- CVS Health is set to buy Target's healthcare businesses in a transaction worth $1.9 billion, increasing its already-substantial market reach. CVS is the country's largest dispenser of prescription drugs, biggest specialty pharmacy, biggest operator of healthcare clinics and second-largest pharmacy-benefits manager, according to The New York Times.
- The terms of the deal indicate that CVS would acquire from Target more than 1,600 pharmacies in 47 states and about 80 health clinics formerly branded under the MinuteClinic name.
- CVS will rebrand the acquisitions under its own name and intends to offer Target's current 14,000 store-based healthcare employees similar positions under its new ownership.
The deal, which is still subject to regulatory approval, would enable CVS to expand its presence in regions where it has formerly lacked a stronghold, possibly strengthening its other businesses (like CVS/caremark, the company's pharmacy benefits business).
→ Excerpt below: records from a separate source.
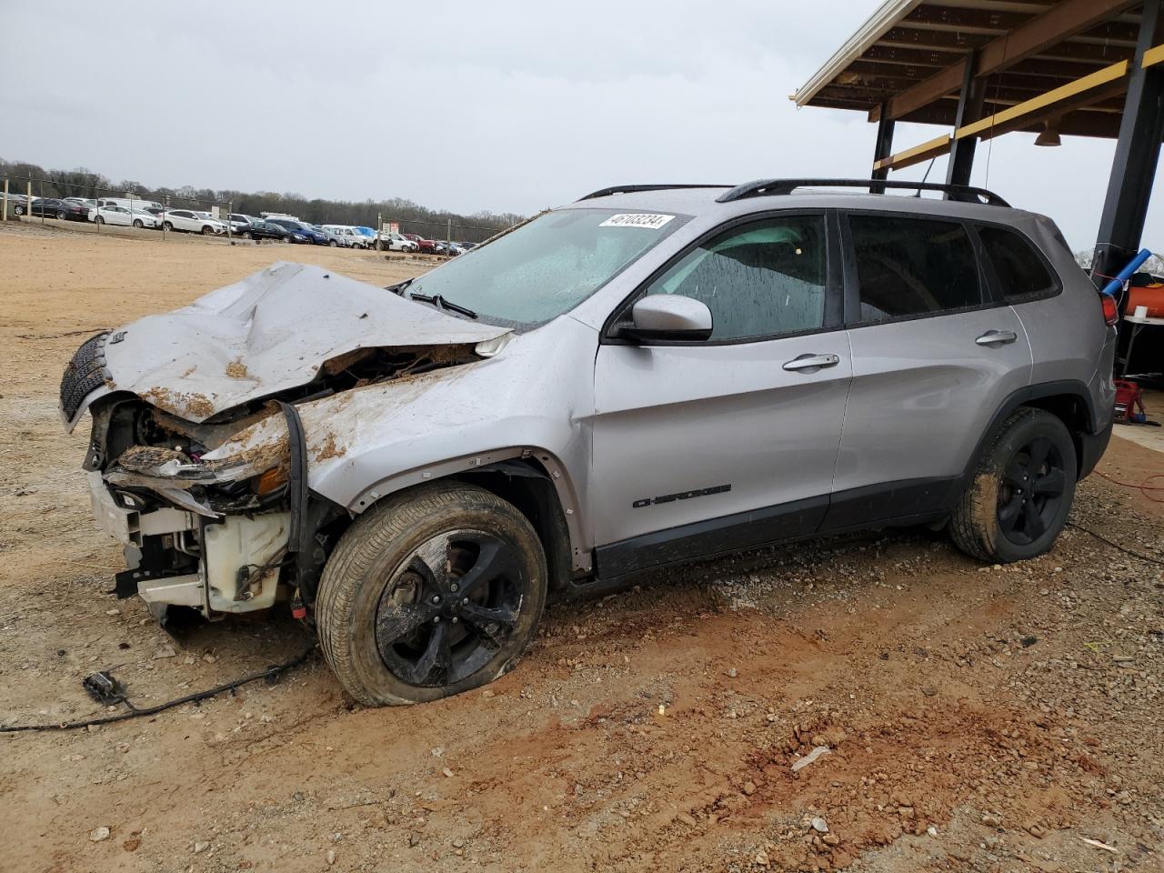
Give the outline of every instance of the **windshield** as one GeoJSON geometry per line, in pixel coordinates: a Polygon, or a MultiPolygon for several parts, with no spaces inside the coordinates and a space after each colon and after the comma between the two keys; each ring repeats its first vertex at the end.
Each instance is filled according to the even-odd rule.
{"type": "Polygon", "coordinates": [[[418,277],[410,293],[440,294],[485,320],[534,327],[569,312],[686,217],[615,210],[547,212],[418,277]]]}

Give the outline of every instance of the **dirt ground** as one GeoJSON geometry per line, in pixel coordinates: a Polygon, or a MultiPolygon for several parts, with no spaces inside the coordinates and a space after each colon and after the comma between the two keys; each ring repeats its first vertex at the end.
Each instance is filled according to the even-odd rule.
{"type": "MultiPolygon", "coordinates": [[[[278,257],[418,269],[0,229],[0,725],[100,714],[95,669],[143,707],[303,650],[289,618],[173,639],[113,598],[87,421],[65,435],[56,399],[90,334],[278,257]]],[[[1164,454],[1116,438],[1100,469],[1138,483],[1164,454]]],[[[3,733],[0,870],[1164,871],[1148,495],[1093,476],[1072,521],[1151,560],[1079,527],[1006,568],[938,533],[851,535],[553,605],[513,673],[434,704],[357,708],[313,655],[151,718],[3,733]]]]}

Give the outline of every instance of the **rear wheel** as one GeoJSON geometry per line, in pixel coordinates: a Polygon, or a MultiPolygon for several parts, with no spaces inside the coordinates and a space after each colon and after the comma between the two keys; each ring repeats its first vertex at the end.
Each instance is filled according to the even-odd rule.
{"type": "Polygon", "coordinates": [[[1076,447],[1058,418],[1023,407],[987,442],[954,510],[950,533],[967,554],[993,563],[1049,552],[1076,494],[1076,447]]]}
{"type": "Polygon", "coordinates": [[[546,601],[528,519],[471,485],[432,485],[361,516],[315,602],[327,662],[369,705],[423,703],[509,672],[546,601]]]}

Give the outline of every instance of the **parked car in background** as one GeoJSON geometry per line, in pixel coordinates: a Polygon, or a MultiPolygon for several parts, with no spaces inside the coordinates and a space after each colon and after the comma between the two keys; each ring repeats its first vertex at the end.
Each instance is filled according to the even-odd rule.
{"type": "Polygon", "coordinates": [[[312,228],[319,230],[324,236],[327,237],[327,244],[332,248],[345,248],[349,249],[354,244],[350,236],[346,236],[335,230],[328,230],[327,226],[320,227],[319,225],[312,225],[312,228]]]}
{"type": "MultiPolygon", "coordinates": [[[[315,246],[326,246],[329,242],[329,240],[327,239],[327,236],[325,234],[322,234],[319,230],[317,230],[315,228],[313,228],[306,221],[299,221],[298,219],[271,219],[271,218],[269,218],[269,219],[267,219],[267,223],[269,223],[269,225],[278,225],[284,230],[289,230],[292,234],[298,234],[299,236],[304,237],[305,242],[312,242],[315,246]]],[[[299,240],[292,240],[292,242],[299,242],[299,240]]]]}
{"type": "Polygon", "coordinates": [[[163,212],[162,227],[166,230],[185,230],[205,236],[226,233],[226,225],[217,218],[208,212],[194,212],[193,210],[163,212]]]}
{"type": "Polygon", "coordinates": [[[255,219],[250,225],[239,233],[243,240],[276,240],[278,242],[307,242],[307,237],[298,233],[291,233],[285,227],[272,225],[270,221],[255,219]]]}
{"type": "Polygon", "coordinates": [[[33,200],[31,207],[28,205],[27,198],[21,198],[16,201],[14,206],[9,206],[17,215],[23,215],[31,208],[31,214],[40,218],[55,218],[62,221],[66,219],[73,219],[74,221],[84,221],[88,211],[84,206],[78,206],[73,203],[65,203],[64,200],[58,200],[55,197],[41,197],[33,200]]]}
{"type": "Polygon", "coordinates": [[[121,225],[122,227],[156,228],[161,222],[148,212],[130,211],[125,206],[98,206],[88,211],[90,221],[99,225],[121,225]]]}
{"type": "Polygon", "coordinates": [[[420,249],[412,240],[407,240],[403,235],[392,233],[391,230],[381,230],[379,244],[381,248],[385,248],[389,251],[418,251],[420,249]]]}
{"type": "Polygon", "coordinates": [[[368,248],[368,239],[362,233],[359,233],[354,227],[348,225],[324,225],[320,228],[324,233],[333,233],[343,236],[348,241],[348,246],[354,249],[365,249],[368,248]]]}
{"type": "Polygon", "coordinates": [[[433,240],[426,240],[420,234],[400,234],[405,240],[412,240],[417,243],[417,250],[421,255],[432,255],[436,250],[436,243],[433,240]]]}
{"type": "Polygon", "coordinates": [[[242,236],[250,225],[258,221],[254,215],[243,215],[241,212],[232,212],[226,220],[230,225],[230,233],[235,236],[242,236]]]}

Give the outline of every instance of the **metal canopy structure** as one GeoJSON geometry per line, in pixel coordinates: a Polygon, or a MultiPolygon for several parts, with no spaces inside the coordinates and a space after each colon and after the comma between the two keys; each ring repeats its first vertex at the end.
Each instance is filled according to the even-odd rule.
{"type": "MultiPolygon", "coordinates": [[[[1164,136],[1164,0],[887,0],[792,99],[878,125],[871,176],[1014,130],[1116,140],[1094,272],[1140,246],[1164,136]],[[894,151],[897,121],[947,130],[894,151]]],[[[1121,264],[1122,265],[1122,264],[1121,264]]]]}

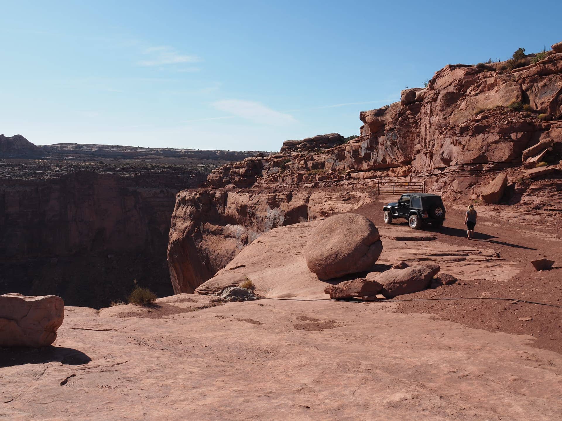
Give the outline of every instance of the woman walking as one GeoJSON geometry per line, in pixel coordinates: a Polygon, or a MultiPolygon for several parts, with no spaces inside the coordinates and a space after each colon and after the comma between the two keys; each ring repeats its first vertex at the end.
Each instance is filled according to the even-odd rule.
{"type": "Polygon", "coordinates": [[[478,214],[474,210],[474,207],[470,205],[468,207],[466,215],[464,217],[464,224],[466,226],[466,237],[469,240],[472,240],[474,236],[474,226],[476,225],[476,218],[478,214]]]}

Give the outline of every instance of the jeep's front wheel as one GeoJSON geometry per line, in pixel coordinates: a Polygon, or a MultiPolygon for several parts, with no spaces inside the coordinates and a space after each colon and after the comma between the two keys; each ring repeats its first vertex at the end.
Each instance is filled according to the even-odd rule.
{"type": "Polygon", "coordinates": [[[392,223],[392,213],[390,210],[384,211],[384,223],[392,223]]]}
{"type": "Polygon", "coordinates": [[[408,218],[408,225],[413,230],[420,229],[420,218],[418,215],[412,215],[408,218]]]}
CVS Health is becoming a goliath—Forbes reports that other pharmacy chains, like Rite Aid, are under pressure to sell to either CVS or Walgreens.
A month ago, CVS Health purchased Omnicare, a prescription drug company that serves nursing homes and assisted-living facilities, for $12.7 billion—but it's not just that CVS is on an expansion spree. CVS rebranded last year to embody a more provider-like image and is now affiliated with over 50 hospitals as part of an overall provider strategy to keep costs lower in a changing reimbursement environment. CVS Health is positioning itself to be a key primary care partner.
"As referral networks tighten, primary care is increasingly important for winning and protecting population share," The Advisory Board's Alicia Daughtery writes. "Where a consumer receives care for her sore throat will likely influence where she receives her mammogram and knee arthroscopy."